Sarà utopistico immaginare che nel futuro l’Uomo recupererà il ricordo di essere nato come animale fruttariano, ma questo non può essere una scusa valida per mantenere lo status quo.
La carne e in generale i prodotti che derivano in qualsiasi modo dagli animali allevati in modo industriale e intensivo, hanno un prezzo altissimo: quello della loro vita, per lo più molto breve e trascorsa nella sofferenza e nella privazione delle loro esigenze più essenziali.
Immagino che se la scelta dei consumatori fosse sempre più orientata verso prodotti locali provenienti da piccole realtà condotte nel pieno rispetto della vita degli animali (almeno finchè vivono) e se la quantità di prodotto richiesto fosse drasticamente calmierata da prezzi giustamente elevati soprattutto a diretto beneficio del produttore, forse potremmo avvicinarsi ad un modello almeno sostenibile, ecologicamente ed eticamente.

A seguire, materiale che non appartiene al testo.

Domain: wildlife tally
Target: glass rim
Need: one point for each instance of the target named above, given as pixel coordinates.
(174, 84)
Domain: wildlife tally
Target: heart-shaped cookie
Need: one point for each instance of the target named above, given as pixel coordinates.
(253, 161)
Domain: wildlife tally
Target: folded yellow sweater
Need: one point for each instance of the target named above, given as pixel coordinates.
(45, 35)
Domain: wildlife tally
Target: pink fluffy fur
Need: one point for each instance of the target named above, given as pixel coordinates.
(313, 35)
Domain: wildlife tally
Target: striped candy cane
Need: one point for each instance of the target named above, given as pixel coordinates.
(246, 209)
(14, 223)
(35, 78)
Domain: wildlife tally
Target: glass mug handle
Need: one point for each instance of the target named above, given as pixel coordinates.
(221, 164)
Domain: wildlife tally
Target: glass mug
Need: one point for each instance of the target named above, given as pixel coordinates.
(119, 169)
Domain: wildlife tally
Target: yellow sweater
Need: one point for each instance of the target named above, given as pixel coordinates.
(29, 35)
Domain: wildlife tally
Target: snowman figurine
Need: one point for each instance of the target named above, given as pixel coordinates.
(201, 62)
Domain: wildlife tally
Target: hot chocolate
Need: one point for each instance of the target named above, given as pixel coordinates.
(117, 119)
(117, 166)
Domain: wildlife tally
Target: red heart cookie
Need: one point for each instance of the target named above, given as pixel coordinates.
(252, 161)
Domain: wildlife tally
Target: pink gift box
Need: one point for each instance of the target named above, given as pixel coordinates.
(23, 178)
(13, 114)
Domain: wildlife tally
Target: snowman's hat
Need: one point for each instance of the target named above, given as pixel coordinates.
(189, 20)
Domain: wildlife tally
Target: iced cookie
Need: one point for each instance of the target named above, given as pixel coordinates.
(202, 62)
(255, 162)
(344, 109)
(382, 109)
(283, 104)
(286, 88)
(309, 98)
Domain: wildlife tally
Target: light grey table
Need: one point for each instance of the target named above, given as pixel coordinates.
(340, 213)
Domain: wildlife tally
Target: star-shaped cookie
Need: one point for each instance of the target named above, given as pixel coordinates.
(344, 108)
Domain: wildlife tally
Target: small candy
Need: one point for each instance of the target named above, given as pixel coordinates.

Potrebbe essere il primo passo.
In fondo non ci vuole una rivoluzione lunga altri cento anni: recentemente, quando i consumatori hanno cominciato a storcere il naso verso i prodotti contenenti olio di palma e hanno scelto di lasciarli sugli scaffali dei supermercati, ci sono voluti ben pochi mesi prima che le industrie alimentari ricorressero a olii alternativi facendosene vanto in bella vista sulle confezioni!
Capisco che privarsi dell’olio di palma sia concettualmente semplice mentre altra cosa sia convincersi che i prodotti di origine animale, in primis carne, latte e derivati, siano un lusso che non ci possiamo più permettere sia meno automatico, ma questa è la realtà a cui faremmo bene ad adattarci.
Ci viene chiesto di essere resilienti e questo anno appena trascorso ci ha allenati nella fiducia di poterci rapidamente adattare ai cambiamenti necessari: ognuno nel proprio piccolo è libero di fare le scelte giuste non solo per sé ma per tutte le forme di vita con cui condividiamo la nostra casa Terra.
Presso le popolazioni indigene sopravvive l’usanza di rendere omaggio al prezioso animale che si presta a farsi cacciare per nutrire l’uomo e nulla va sprecato.
Penso che anche l’uomo moderno debba recuperare almeno l’atteggiamento interiore di rispetto e riconoscenza per le creature di cui si ciba evitando ogni genere di spreco, finché non arriverà il giorno in cui lo ritenesse definitivamente un atto indegno.